A key issue for businesses is integrating energy management systems with other building systems. Interserve’s smart HQ building near Birmingham International Airport has sensors to provide data on room temperatures and whether they are occupied. The building management system’s analytics adjusts heating, ventilation and air conditioning.


“Another issue is the ability of clients to generate their own power on site,” says Sewell. “Some clients have the space to do so, while others choose to access an off-site scheme to supply them with the required power.”

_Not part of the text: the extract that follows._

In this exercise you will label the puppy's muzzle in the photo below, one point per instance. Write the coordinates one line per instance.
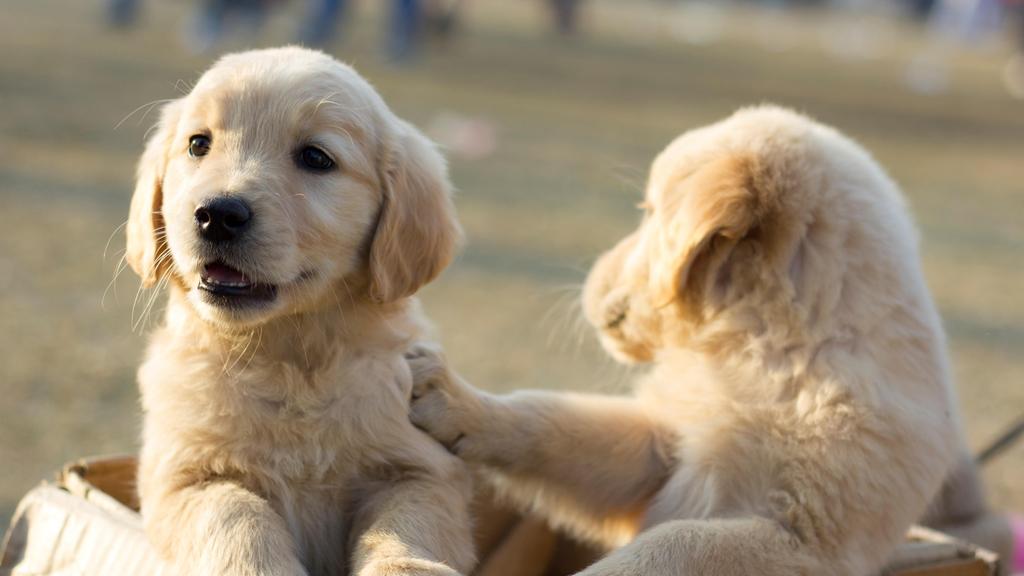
(222, 219)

A consideration for those exporting power to the grid, or planning to do so, is local grid capacity. Parts of the grid network are congested at times, especially in the South West, which has several renewable projects in development. Firms with on-site power generation should invest in energy storage so that they can store surplus power for sale to the grid when there is spare capacity.


Questions of law

All businesses must upgrade to The Minimum Energy Efficiency Standard, taking effect in April (see page 50).  


Another key legal requirement stems from the Medium Combustion Plant Directive, which prevents ‘dirty’ diesel generators from taking part in balancing services – nudging demand to cleaner technologies.


Conserving energy use by demand reduction, energy-efficiency measures, on-site generation and proactive management through demand-response systems will soon be mainstream, with DSR offering the flexibility and accessibility to balance customers’ needs.